Gov. Ron DeSantis said the synthetic opioid “ruins lives” and has infiltrated “other substances” that have led to a number of deaths, as he announced the statewide initiative at an Aug. 3 news conference in Brevard County.
“Fentanyl overdoses make up 70 percent of all overdoses in Florida,” the governor said.
The addiction program—Coordinated Opioid Recovery (CORE) Network—is based on a model from Palm Beach County that has been successful in curbing addiction, will be expanded to 12 additional counties. It uses a three-prong approach to recovery that “focuses on long-term treatment,” the governor said.
The program will begin in Brevard, Clay, Duval, Escambia, Gulf, Manatee, Marion, Pasco, and Volusia counties, and will be expanded to Citrus, Pinellas, and Flagler counties.
DeSantis named Dr. Courtney Phillips, the director of behavioral health for the Health Care District of Palm Beach County, the statewide director of opioid recovery. Phillips said recognizing that substance addiction is “an illness” and understanding the effect on the brain is important in treating the disease.
She said her goal is to provide people who suffer from substance addiction with 24/7 access to assistance, readily available evidence-based treatment, medical and psychiatric care, and social support.
“No other chronic condition has been treated without access to emergency services the way addiction has been for many years in the past,” she said. “In Florida, that stops today, thanks to this initiative.”
During the press event, DeSantis said fentanyl overdose deaths have increased by 800 percent since 2015; in 2022, there have been almost 2,000 fentanyl overdoses across the state.

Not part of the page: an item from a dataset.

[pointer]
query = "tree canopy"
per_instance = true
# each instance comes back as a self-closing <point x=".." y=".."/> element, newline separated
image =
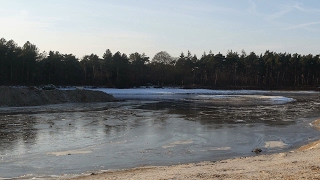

The governor, who has butted heads over policy with the Biden administration, blamed Florida’s growing fentanyl problem on an open southern border.
“They are letting it come in with these disastrous policies,” DeSantis said. “Now, in the United States, the leading cause of death for Americans [between] 18 to 25 is fentanyl overdose.”
Deputy Secretary for Health Dr. Kenneth Scheppke said first responders have been instructed to take overdose victims to specialty hospitals that are trained in addiction medicine and eventually move them into “long-term care facilities” that will help them “break the overdose cycle.”
He said, “Substance use disorder is a chronic, life-threatening, and relapsing disease that needs to be treated like all other chronic diseases with medical and subspecialty expertise."